For flea and tick prevention, I recommend the all natural spray Flee Flea! You can find a link to it on my links page. It is an all natural spray using essential oils instead of chemicals. Also adding food grade Diatomaceous Earth does an excellent job of controlling fleas as well when added to the diet. It can also be put directly on the dog, or in bedding areas, and around doorways.
I do not endorse the use of heart worm prevention any longer. Vets are scaring you into putting pesticides into your dogs, which in turn weaken the immune system. The chances of your dog actually contracting heartworm disease are pretty slim. The so called "preventions" are not preventions at all, but pesticides that kill exisiting heartworms inside your dog. I use a combination of herbal remedies coupled with natural mosquito repellent made from essential oils.
Please read this interesting article written by a veterinarian on the subject of Heartworms and how dogs contract the disease.
The Rhodesian Ridgeback Health and Genetics committee offers a packet for vets. I suggest on your first vet visit with your new puppy, to take this with you.
Vaccinosis is the adverse reaction created by overvaccinating your pet. Many studies have been done to show that we are over-vaccinating our pets (not to mention our own children). This was a large concern for me. I decided to come up with a plan to keep my pets healthy, and protected.
vaccines.... The reason that vets want you to get your pets vaccinated?
They MAKE MONEY off of vaccines... it costs a vet about $0.16 to give a
rabies vaccine... you are paying $15-$20 for the vaccine, plus the
office call at around $40. It's about a 6000% profit. If suddenly the
vet said... ah well you don't need to come back and get vaccines every
year, they would lose 70-80-% of their entire profit margin. I do
recommend a yearly wellness exam... just not for the purpose of
Here are some tidbits, excerpted from veterinarians and vet schools:
"There is no hard scientific evidence to say if vaccines should be given every year or three years or five years or once in a lifetime (or at all?)... no one knows and it's not in the interest of drug companies who make billions manufacturing pet vaccines to find out." Rob Ashburner, former president of The BC Veterinary Medical Association
"According to the landmark 1992 study by veterinarians, Dr. Tom Philips and Dr. Ronald Schultz, the practice of giving animals vaccines lacks any scientific validity whatsoever. 'Almost without exception, there's no immunological requirement for annual re-vaccination' they said in their study entitled Canine and Feline Vaccines." 'Vets Say Shots May be Deadly' Nicholas Read, Vancouver Sun
"...that protocol (referring to the current vaccine protocol) has been totally arbitrary. It's not based on the duration of immunity studies. The public and veterinarians have become oversold on the vaccine as a cure-all." Dr. Dennis Macy, vaccine specialist at Colorado State University's College of Veterinary Medicine and Biomedical Sciences.
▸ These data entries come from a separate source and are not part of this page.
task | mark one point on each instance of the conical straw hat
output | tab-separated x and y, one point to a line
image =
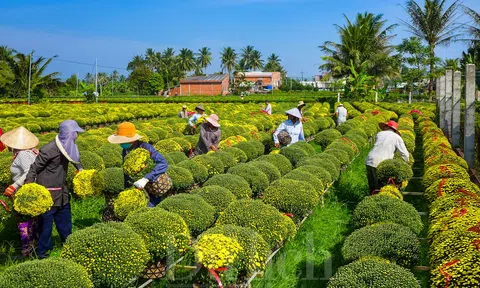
19	139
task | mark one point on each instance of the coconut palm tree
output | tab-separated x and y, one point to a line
20	64
255	62
435	24
204	58
228	58
365	44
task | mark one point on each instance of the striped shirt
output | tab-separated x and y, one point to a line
21	165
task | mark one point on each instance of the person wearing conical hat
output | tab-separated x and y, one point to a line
387	142
209	135
23	145
50	170
129	140
200	113
293	126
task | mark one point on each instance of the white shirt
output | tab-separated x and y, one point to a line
268	109
341	114
294	130
385	146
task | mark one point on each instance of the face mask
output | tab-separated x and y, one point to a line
126	145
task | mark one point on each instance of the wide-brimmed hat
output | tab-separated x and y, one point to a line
213	119
294	112
19	139
126	133
390	124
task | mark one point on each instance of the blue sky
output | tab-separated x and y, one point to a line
114	31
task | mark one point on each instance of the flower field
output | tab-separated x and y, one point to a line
228	211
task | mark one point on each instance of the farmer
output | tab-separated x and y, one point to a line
209	135
128	139
300	106
341	114
293	126
184	113
23	145
50	170
387	142
268	108
193	120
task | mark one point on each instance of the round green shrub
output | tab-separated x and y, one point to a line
306	177
391	241
114	180
91	160
217	196
433	173
198	171
326	137
198	214
257	180
281	162
269	169
181	177
291	196
395	169
254	248
234	183
249	149
272	225
213	164
111	155
53	272
165	233
227	159
238	154
112	253
293	154
177	157
373	273
383	208
340	155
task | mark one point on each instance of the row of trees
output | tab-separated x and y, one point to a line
366	58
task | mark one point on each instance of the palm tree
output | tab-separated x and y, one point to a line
20	63
434	23
365	44
247	55
228	59
255	62
204	58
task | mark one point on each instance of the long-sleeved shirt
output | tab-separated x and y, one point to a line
268	109
294	130
208	136
50	170
386	144
341	115
193	120
161	164
21	165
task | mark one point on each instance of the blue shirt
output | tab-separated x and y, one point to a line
294	130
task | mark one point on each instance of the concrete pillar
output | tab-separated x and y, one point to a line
469	120
457	82
442	103
448	103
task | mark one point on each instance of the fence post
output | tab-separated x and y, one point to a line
442	103
469	120
448	103
457	82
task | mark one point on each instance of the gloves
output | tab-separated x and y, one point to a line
10	191
140	184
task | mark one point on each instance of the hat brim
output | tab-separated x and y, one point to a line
116	139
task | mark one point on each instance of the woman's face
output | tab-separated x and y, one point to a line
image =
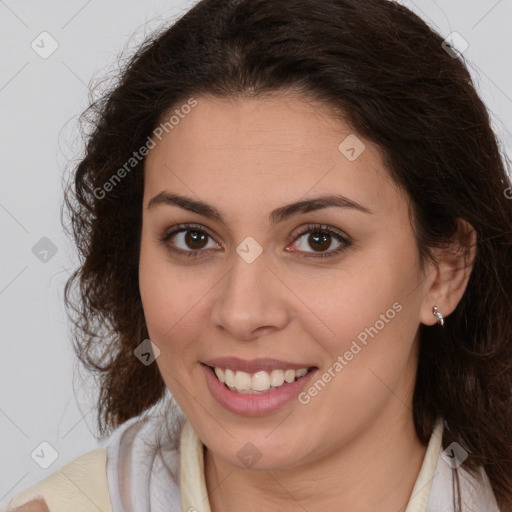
258	284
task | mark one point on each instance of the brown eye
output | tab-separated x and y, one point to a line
319	240
195	239
187	240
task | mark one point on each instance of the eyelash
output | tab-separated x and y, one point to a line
316	228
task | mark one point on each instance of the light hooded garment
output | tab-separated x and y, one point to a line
140	469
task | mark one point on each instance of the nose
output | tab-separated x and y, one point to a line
250	301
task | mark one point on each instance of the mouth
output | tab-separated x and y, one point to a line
260	382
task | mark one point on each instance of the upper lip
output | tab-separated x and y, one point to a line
254	365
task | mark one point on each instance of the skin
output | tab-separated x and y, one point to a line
353	446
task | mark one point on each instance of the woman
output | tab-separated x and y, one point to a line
303	206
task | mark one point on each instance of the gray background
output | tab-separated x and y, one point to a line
43	396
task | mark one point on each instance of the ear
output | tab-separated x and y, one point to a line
449	275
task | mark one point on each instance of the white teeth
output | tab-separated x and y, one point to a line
229	376
220	374
242	381
259	382
277	378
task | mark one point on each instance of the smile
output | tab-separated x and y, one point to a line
259	382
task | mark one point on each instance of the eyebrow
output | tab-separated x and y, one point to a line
276	216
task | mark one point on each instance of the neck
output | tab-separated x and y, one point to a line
377	470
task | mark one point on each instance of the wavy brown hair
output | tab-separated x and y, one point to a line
386	72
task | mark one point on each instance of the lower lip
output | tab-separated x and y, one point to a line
252	404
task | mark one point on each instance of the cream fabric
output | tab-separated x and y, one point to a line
140	470
80	486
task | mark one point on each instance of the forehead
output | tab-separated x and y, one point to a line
283	146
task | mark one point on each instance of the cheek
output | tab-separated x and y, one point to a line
171	298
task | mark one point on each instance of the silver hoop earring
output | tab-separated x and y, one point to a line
437	313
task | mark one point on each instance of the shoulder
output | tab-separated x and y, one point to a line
73	487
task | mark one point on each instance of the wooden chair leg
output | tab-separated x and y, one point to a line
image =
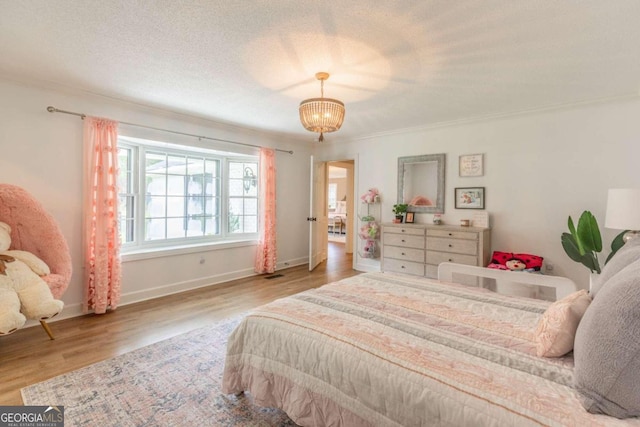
47	329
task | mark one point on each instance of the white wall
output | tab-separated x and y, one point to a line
539	168
42	152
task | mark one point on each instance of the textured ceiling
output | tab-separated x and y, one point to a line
395	64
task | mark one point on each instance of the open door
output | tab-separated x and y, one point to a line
317	214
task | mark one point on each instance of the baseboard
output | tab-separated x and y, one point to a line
75	310
367	268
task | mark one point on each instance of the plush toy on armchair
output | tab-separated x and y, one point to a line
21	287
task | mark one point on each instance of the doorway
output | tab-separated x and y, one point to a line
340	212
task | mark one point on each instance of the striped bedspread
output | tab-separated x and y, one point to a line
381	349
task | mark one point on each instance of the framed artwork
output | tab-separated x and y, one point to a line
469	198
471	165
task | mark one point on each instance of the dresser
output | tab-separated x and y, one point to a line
418	249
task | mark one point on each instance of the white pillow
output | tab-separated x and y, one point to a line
557	327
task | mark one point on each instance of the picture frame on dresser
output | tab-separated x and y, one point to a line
469	197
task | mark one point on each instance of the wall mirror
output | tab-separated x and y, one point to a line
421	182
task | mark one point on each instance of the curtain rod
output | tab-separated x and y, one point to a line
82	116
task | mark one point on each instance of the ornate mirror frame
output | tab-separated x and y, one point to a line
422	176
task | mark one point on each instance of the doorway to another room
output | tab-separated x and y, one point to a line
339	206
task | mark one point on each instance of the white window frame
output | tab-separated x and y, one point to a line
140	248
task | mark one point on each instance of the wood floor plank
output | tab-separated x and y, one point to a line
28	356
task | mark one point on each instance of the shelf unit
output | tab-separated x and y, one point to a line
369	231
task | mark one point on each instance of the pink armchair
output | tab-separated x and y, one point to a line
34	230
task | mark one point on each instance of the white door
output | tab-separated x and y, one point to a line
318	223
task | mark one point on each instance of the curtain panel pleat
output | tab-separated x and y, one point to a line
265	261
102	274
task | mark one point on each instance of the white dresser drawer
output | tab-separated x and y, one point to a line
402	229
404	254
408	241
399	266
436	258
467	235
460	246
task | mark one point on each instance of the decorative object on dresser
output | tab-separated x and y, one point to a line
418	249
399	209
471	165
469	198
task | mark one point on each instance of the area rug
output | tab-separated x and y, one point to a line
174	383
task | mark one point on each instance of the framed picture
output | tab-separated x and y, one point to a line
471	165
469	198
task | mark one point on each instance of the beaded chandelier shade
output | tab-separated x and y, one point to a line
321	114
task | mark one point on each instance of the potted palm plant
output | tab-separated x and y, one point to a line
583	243
399	209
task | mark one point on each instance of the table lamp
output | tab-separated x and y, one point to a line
623	211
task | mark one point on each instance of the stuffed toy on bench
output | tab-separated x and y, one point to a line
23	293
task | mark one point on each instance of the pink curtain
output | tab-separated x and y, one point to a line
101	240
266	251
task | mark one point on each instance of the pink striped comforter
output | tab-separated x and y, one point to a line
381	349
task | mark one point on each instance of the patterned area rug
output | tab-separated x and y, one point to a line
175	382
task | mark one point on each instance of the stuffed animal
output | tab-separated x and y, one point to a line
515	262
369	230
23	293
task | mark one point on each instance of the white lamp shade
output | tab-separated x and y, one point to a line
623	209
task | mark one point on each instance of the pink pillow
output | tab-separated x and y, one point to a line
557	327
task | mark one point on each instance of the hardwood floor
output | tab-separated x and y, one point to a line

"Annual revaccination provides no benefit and may increase the risk for adverse reactions. The percentage of vaccinated animals (those vaccinated only as puppies) protected from clinical disease after challenge with canine distemper virus, canine parvovirus and canine adenovirus in the study was greater than 95%." Dr. Ronald Schultz is a Professor and Chair of the Department of Pathobiological Sciences at the School of Veterinary Medicine, UW-Madison.
"Dr. Jean Dodds, DVM a veterinary hematologist and immunologist in greater Los Angeles says annual vaccines began to be prescribed in the 1950's...Back then, she says, drug companies got together with the U.S. Department of Agriculture and decided without any scientific test to support their position that vaccines should be administered once a year. 'When the public found out, they were horrified' she said. 'That this was never based on any scientific fact'." 'Vets Say Shots May be Deadly' Nicholas Read, Vancouver Sun.
"I have seen many chronic illnesses in dogs and cats following vaccine use. The chief problem is the vaccination routinely of those not really healthy to begin with. They do not respond well and become even more out of balance as a result. If the animal is healthy to start with and mature enough to respond appropriately, then one vaccination is sufficient for life immunity in most instances. It is far better to vaccinate for one thing at a time than combined, multiple diseases in one injection that are very unnatural and confuse the immune system." Dr. Richard Pitcairn, DVM, PhD, Author of Natural Health for Dogs and Cats.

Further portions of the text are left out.